Claire was then ready to approach some “easier” outpatient chemotherapies, but had to stay in the hospital even longer for a feeding tube infection. Easier chemotherapy meant no hospital stays, but we still spent a lot of time doing outpatient chemotherapy. Claire’s liver counts were impacted by the chemotherapy, which caused us to skip a dose of it. You would think that I would be happy to avoid a dosage, but not when you know this poison is the best shot your daughter has at surviving. This was also a trial, so nothing was guaranteed.
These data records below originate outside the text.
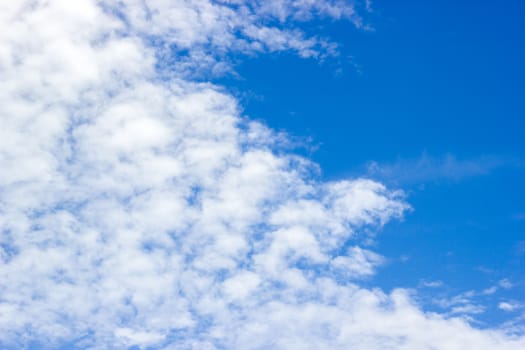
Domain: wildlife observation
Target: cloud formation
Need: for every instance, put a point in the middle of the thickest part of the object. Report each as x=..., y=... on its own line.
x=137, y=207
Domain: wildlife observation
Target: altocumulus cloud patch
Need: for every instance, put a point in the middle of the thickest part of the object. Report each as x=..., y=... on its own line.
x=137, y=207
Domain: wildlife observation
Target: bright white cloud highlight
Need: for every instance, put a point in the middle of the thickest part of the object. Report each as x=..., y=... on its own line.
x=138, y=208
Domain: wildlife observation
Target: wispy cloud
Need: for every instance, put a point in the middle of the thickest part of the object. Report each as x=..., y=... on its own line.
x=429, y=168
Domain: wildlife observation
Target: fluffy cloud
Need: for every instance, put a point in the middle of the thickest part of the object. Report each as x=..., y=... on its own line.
x=138, y=208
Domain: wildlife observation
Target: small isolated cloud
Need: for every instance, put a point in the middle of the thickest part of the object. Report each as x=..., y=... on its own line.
x=430, y=169
x=432, y=284
x=509, y=306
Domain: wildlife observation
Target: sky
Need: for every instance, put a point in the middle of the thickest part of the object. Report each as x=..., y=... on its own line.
x=275, y=174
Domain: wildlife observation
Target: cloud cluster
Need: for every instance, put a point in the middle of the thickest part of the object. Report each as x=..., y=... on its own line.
x=138, y=208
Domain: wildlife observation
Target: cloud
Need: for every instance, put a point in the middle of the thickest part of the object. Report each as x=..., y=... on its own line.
x=509, y=306
x=138, y=207
x=430, y=169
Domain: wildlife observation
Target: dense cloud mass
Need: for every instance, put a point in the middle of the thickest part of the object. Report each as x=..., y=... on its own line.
x=139, y=208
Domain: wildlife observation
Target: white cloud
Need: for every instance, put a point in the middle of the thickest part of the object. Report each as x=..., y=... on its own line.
x=508, y=306
x=137, y=207
x=428, y=168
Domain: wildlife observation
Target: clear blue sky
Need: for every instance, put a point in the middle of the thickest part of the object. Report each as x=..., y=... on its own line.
x=434, y=95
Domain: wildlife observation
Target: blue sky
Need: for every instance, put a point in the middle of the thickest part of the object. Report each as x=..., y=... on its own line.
x=436, y=100
x=276, y=174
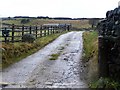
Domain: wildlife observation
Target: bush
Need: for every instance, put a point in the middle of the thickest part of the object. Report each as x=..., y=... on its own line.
x=28, y=38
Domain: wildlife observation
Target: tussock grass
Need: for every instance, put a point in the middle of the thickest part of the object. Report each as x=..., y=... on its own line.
x=14, y=52
x=54, y=56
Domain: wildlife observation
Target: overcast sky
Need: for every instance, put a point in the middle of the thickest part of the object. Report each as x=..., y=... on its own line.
x=57, y=8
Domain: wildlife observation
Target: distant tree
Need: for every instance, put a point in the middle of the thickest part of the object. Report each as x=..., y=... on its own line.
x=23, y=21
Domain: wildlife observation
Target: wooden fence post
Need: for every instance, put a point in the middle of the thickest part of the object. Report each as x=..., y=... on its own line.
x=22, y=30
x=13, y=27
x=41, y=31
x=103, y=57
x=36, y=30
x=48, y=31
x=30, y=28
x=5, y=35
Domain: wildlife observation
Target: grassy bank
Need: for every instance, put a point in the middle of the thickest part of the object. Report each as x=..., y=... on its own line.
x=14, y=52
x=90, y=56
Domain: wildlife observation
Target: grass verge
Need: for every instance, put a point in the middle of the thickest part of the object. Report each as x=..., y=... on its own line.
x=14, y=52
x=90, y=58
x=54, y=56
x=90, y=55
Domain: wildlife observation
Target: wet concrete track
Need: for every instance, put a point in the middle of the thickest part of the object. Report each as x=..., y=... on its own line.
x=38, y=71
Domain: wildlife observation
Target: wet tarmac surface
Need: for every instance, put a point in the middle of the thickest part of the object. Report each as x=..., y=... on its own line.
x=38, y=71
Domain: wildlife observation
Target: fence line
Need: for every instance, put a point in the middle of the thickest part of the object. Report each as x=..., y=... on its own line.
x=14, y=33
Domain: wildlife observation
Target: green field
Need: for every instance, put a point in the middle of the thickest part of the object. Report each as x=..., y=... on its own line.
x=75, y=23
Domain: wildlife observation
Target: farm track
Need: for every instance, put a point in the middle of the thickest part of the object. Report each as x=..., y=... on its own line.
x=38, y=71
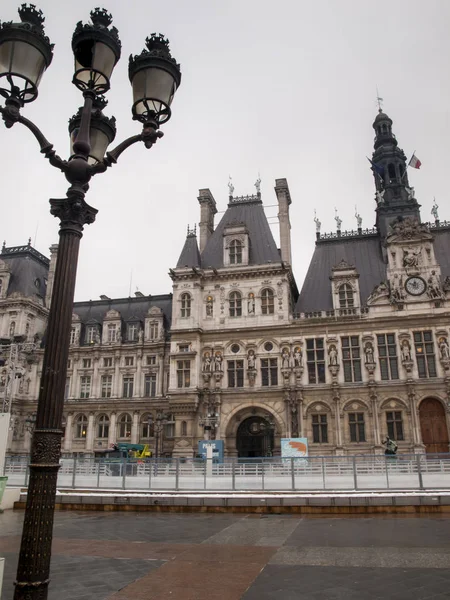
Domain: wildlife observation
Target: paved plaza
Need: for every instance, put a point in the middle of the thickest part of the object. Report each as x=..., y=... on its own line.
x=150, y=556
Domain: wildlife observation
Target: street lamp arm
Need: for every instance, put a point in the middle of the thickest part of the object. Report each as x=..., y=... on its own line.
x=150, y=134
x=11, y=116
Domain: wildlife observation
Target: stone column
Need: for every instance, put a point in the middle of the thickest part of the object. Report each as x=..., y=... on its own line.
x=90, y=432
x=112, y=430
x=69, y=433
x=135, y=428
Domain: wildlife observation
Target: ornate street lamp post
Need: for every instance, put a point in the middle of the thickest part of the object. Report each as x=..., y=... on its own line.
x=25, y=53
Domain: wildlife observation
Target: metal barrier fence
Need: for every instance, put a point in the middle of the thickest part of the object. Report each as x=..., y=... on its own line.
x=315, y=473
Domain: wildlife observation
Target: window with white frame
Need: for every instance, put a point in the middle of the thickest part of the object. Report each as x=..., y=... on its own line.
x=267, y=302
x=235, y=304
x=85, y=386
x=185, y=306
x=235, y=252
x=106, y=382
x=103, y=426
x=124, y=426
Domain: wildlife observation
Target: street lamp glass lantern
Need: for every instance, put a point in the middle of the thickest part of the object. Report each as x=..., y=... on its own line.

Finally, Claire completed chemotherapy and rang the bell on Dec. 7, 2017, signifying the end of her treatment. In January, she had her port removed. This is bittersweet, because now she’ll need an IV when she receives an MRI every three months. She isn’t a fan of getting poked, but we know she’ll be able to get through anything with the courage she showed during treatment. Children with cancer are so brave, and keep pushing along with their treatment without even considering defeat. They’re so much braver than adults. The chemotherapy shoots through their veins and damages their little bodies while trying to help them survive at the same time.
Through everything, we’re so grateful to be here in Houston with access to the best medical care. People from all over the world come here to be treated at Texas Children’s, and all we have to do is brave the bad traffic. We get to sleep in our own beds, we didn’t have to separate our family, we’re so grateful for this.